The Group plans to meet in Atlanta on October 6 with up to seven firms to explore engaging them. Some firms have indicated that their expertise could be leveraged to eventually increase the capacity of states to conduct economic analysis without the assistance of outside firms. Others, however, have resisted that transference of expertise to the states and thus envision their role as full-service audit assistance.

The Group is continuing to consider the ability of the MTC to hire an internal economic expert to work in tandem with an outside firm. While there was no clear consensus about the appropriate level of involvement by an outside firm, there was a clear sense of anticipation among the Group’s members that these issues should be resolved at the October 6 meeting.

Developing In-House Skills

Beyond hiring an outside firm (or firms) to assist with the audit process, the Group discussed to what extent states can implement their own internal procedures to increase their ability to conduct transfer pricing audits. For instance, the Group considered training state auditors to request the proper documents from the taxpayer at the beginning of the audit process. At this point, the District of Columbia reiterated its purported success in preemptively identifying taxpayers for transfer pricing audits. An additional component of increasing the states’ ability to conduct transfer pricing audits is establishing a robust information sharing program. One recommendation was to hire an MTC employee to coordinate the sharing of taxpayer-provided information among the states. The Group conceded that this is likely a sensitive issue for taxpayers.

The MTC also envisions providing comprehensive training for state employees. Similar to its “nexus school,” the MTC proposes to provide detailed transfer pricing training to state auditors. Because transfer pricing is a recent focus of the MTC, the training classes would likely begin at a fairly rudimentary level, with the hope of increased sophistication over time. The MTC would provide additional training for litigating transfer pricing issues.

Incorporating Transfer Pricing Audits into Existing MTC Audit Structure?
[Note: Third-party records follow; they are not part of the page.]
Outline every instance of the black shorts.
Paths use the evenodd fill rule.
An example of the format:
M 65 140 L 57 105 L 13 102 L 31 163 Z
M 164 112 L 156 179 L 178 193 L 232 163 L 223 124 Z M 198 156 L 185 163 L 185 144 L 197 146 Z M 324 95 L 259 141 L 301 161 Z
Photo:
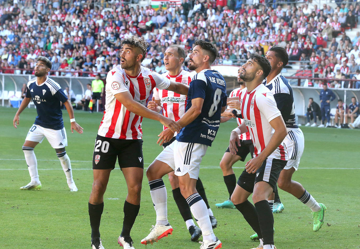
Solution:
M 238 148 L 236 155 L 241 157 L 240 161 L 243 162 L 244 161 L 246 156 L 249 152 L 251 153 L 251 155 L 252 158 L 253 155 L 254 155 L 254 144 L 252 140 L 240 140 L 240 146 L 238 146 L 237 144 L 236 147 Z M 226 149 L 226 152 L 230 152 L 229 147 Z
M 176 136 L 174 137 L 173 138 L 171 138 L 171 140 L 169 142 L 167 142 L 166 143 L 164 143 L 163 144 L 162 144 L 162 147 L 165 149 L 166 147 L 166 146 L 170 145 L 172 143 L 172 142 L 173 142 L 174 141 L 175 141 L 175 140 L 176 140 Z
M 244 170 L 239 178 L 238 185 L 248 192 L 252 193 L 255 183 L 258 182 L 266 182 L 274 191 L 280 172 L 287 162 L 285 160 L 268 158 L 256 173 L 249 174 Z
M 93 99 L 101 99 L 101 97 L 100 95 L 101 93 L 93 93 Z
M 93 169 L 115 168 L 116 158 L 120 168 L 144 168 L 143 140 L 96 137 L 93 156 Z

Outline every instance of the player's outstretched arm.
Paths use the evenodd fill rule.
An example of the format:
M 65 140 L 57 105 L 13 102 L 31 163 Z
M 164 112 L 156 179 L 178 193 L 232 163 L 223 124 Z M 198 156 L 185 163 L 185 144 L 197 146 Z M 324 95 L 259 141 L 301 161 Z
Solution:
M 74 133 L 74 130 L 75 130 L 79 134 L 82 134 L 82 130 L 84 129 L 75 121 L 75 118 L 74 117 L 74 110 L 72 108 L 71 102 L 68 99 L 64 103 L 64 105 L 65 106 L 66 110 L 67 111 L 68 113 L 69 114 L 69 117 L 70 117 L 70 121 L 71 124 L 70 126 L 71 129 L 71 133 Z
M 189 110 L 185 112 L 184 115 L 177 121 L 177 124 L 180 125 L 181 128 L 186 126 L 195 120 L 201 113 L 201 109 L 202 108 L 203 103 L 204 99 L 202 98 L 196 98 L 191 100 L 191 107 L 189 108 Z M 168 142 L 172 138 L 174 133 L 172 135 L 170 131 L 168 130 L 168 129 L 166 129 L 163 130 L 159 134 L 158 136 L 159 138 L 157 143 L 160 143 L 160 145 L 162 145 L 163 143 Z
M 248 161 L 245 164 L 245 169 L 248 173 L 255 173 L 261 166 L 264 160 L 274 152 L 287 135 L 286 126 L 282 116 L 278 116 L 269 123 L 275 131 L 270 139 L 269 143 L 261 153 L 256 157 Z
M 129 91 L 117 93 L 114 96 L 124 105 L 129 111 L 141 117 L 159 121 L 164 125 L 168 127 L 173 132 L 180 131 L 181 127 L 176 122 L 148 109 L 141 104 L 135 101 Z
M 188 92 L 189 92 L 189 86 L 187 85 L 170 80 L 170 85 L 166 88 L 166 90 L 172 91 L 176 93 L 183 95 L 187 95 Z
M 229 109 L 237 109 L 238 110 L 241 110 L 241 105 L 240 105 L 240 102 L 239 101 L 239 98 L 237 99 L 234 100 L 229 101 L 228 99 L 228 108 Z
M 15 116 L 14 117 L 14 120 L 13 120 L 13 125 L 14 125 L 14 127 L 15 128 L 16 128 L 17 126 L 19 125 L 19 121 L 20 121 L 20 114 L 23 111 L 25 110 L 25 108 L 27 106 L 27 105 L 29 105 L 29 103 L 30 103 L 31 101 L 31 98 L 26 98 L 26 97 L 25 97 L 23 99 L 23 101 L 21 101 L 20 107 L 18 109 L 18 111 L 16 112 L 16 114 L 15 114 Z
M 148 102 L 147 107 L 152 111 L 153 111 L 157 112 L 160 112 L 161 110 L 161 103 L 160 99 L 155 99 L 155 98 L 153 96 L 151 100 L 149 101 Z

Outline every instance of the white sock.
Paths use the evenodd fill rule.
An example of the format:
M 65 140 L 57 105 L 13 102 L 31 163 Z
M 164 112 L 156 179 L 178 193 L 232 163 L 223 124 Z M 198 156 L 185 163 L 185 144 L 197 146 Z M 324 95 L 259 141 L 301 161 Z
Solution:
M 149 182 L 150 195 L 156 212 L 156 224 L 166 225 L 167 221 L 167 196 L 166 188 L 162 179 L 157 179 Z
M 58 153 L 56 155 L 59 157 L 61 163 L 61 166 L 63 167 L 63 170 L 66 176 L 66 180 L 67 183 L 70 183 L 74 182 L 72 179 L 72 172 L 71 172 L 71 164 L 70 162 L 70 158 L 66 154 L 66 151 Z
M 186 224 L 186 228 L 188 229 L 188 230 L 189 230 L 189 228 L 192 226 L 195 226 L 195 223 L 194 223 L 194 220 L 192 219 L 188 219 L 185 222 L 185 223 Z
M 318 202 L 315 200 L 312 196 L 309 194 L 309 192 L 306 190 L 305 190 L 304 194 L 302 194 L 301 197 L 299 198 L 299 200 L 303 203 L 310 208 L 313 212 L 317 212 L 321 209 L 321 207 L 319 205 Z
M 273 211 L 273 208 L 274 207 L 274 200 L 267 200 L 267 202 L 269 203 L 269 205 L 270 206 L 270 208 L 271 211 Z
M 198 193 L 195 193 L 186 198 L 193 215 L 197 220 L 199 227 L 202 232 L 204 240 L 214 241 L 216 237 L 214 234 L 206 204 Z
M 39 174 L 37 173 L 37 161 L 34 153 L 34 148 L 23 146 L 22 149 L 25 155 L 25 160 L 27 164 L 27 169 L 29 170 L 29 174 L 31 178 L 31 182 L 40 183 Z

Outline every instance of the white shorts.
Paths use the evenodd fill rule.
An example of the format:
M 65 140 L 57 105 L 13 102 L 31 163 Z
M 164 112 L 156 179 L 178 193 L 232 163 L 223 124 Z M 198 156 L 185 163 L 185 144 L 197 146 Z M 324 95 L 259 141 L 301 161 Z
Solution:
M 170 166 L 174 170 L 175 175 L 182 176 L 188 173 L 190 178 L 197 179 L 200 163 L 207 147 L 207 145 L 200 143 L 175 140 L 166 146 L 155 159 Z
M 54 149 L 59 149 L 67 146 L 65 127 L 60 130 L 53 130 L 44 128 L 38 125 L 33 125 L 29 130 L 25 140 L 41 143 L 45 137 Z
M 289 160 L 284 169 L 289 169 L 293 167 L 296 170 L 297 170 L 300 159 L 304 152 L 304 134 L 300 128 L 293 129 L 288 132 L 284 142 L 286 146 Z

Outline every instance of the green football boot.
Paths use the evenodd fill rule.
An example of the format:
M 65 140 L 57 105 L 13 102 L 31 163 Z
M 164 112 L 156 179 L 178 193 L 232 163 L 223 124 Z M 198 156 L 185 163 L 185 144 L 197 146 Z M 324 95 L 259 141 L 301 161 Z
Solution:
M 275 234 L 275 228 L 274 228 L 274 234 Z M 250 236 L 250 239 L 254 241 L 255 240 L 259 240 L 259 236 L 257 236 L 257 234 L 253 234 Z
M 236 208 L 236 207 L 234 205 L 233 202 L 229 199 L 225 201 L 222 203 L 216 203 L 215 204 L 216 207 L 218 208 Z
M 22 187 L 20 189 L 22 190 L 39 190 L 41 188 L 41 184 L 40 182 L 30 182 L 26 186 Z
M 326 207 L 322 203 L 319 203 L 321 209 L 317 212 L 312 212 L 312 218 L 314 219 L 314 232 L 318 231 L 324 224 L 324 215 L 326 211 Z

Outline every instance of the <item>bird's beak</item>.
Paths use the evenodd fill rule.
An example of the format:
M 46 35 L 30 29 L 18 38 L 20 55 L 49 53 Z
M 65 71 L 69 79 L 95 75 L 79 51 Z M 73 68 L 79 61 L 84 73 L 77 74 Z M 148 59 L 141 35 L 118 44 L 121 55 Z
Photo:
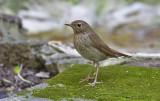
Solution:
M 65 24 L 66 26 L 70 26 L 70 27 L 72 27 L 72 25 L 71 24 Z

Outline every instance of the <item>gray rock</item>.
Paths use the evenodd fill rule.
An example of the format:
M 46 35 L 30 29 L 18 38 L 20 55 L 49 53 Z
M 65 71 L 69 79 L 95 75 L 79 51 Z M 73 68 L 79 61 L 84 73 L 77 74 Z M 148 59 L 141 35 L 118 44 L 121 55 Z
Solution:
M 24 42 L 27 41 L 26 31 L 23 29 L 21 19 L 17 16 L 0 14 L 0 41 Z

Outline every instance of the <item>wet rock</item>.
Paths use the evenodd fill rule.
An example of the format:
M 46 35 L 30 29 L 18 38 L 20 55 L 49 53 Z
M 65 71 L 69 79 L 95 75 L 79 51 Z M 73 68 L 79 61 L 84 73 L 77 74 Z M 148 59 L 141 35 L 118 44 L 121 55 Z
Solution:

The Group again broached the controversial issue of how the MTC may incorporate transfer pricing into its audit process. The topic was discussed at both prior meetings, with little consensus being reached. Bucks indicated that there are three options for conducting transfer pricing audits: (1) joint audits solely for transfer pricing issues; (2) a comprehensive audit program that incorporates transfer pricing issues operating parallel to the current MTC audit program; or (3) incorporating transfer pricing into the existing MTC audit program. Not only is there disagreement about the need for an MTC-directed audit for transfer pricing issues (Florida, for example, has repeatedly indicated it would not participate in a joint audit), but there is also disagreement over how the audit process would work. Five states indicated that the audit service would potentially be utilized, and four indicated that such a service is not a priority. Bucks indicated that his preference is to incorporate the transfer pricing audits into the existing MTC audit program. The continued debate over the audit process makes it the controversial component of the Group’s mission.

Next Steps     

With the self-imposed November deadline to complete its preliminary draft, the Group has set the following meetings for the coming months:

  • August / September 2014 – Bucks will conduct interviews with states involved in the project
  • Week of September 22, 2014 – Meeting via teleconference
  • October 6, 2014 – Meeting with economics consulting firms in Atlanta
  • October 7, 2014 – Meeting to discuss meeting with firms in Atlanta

All meetings are open to the public, and interested parties are encouraged to participate in the public comment portion of each meeting.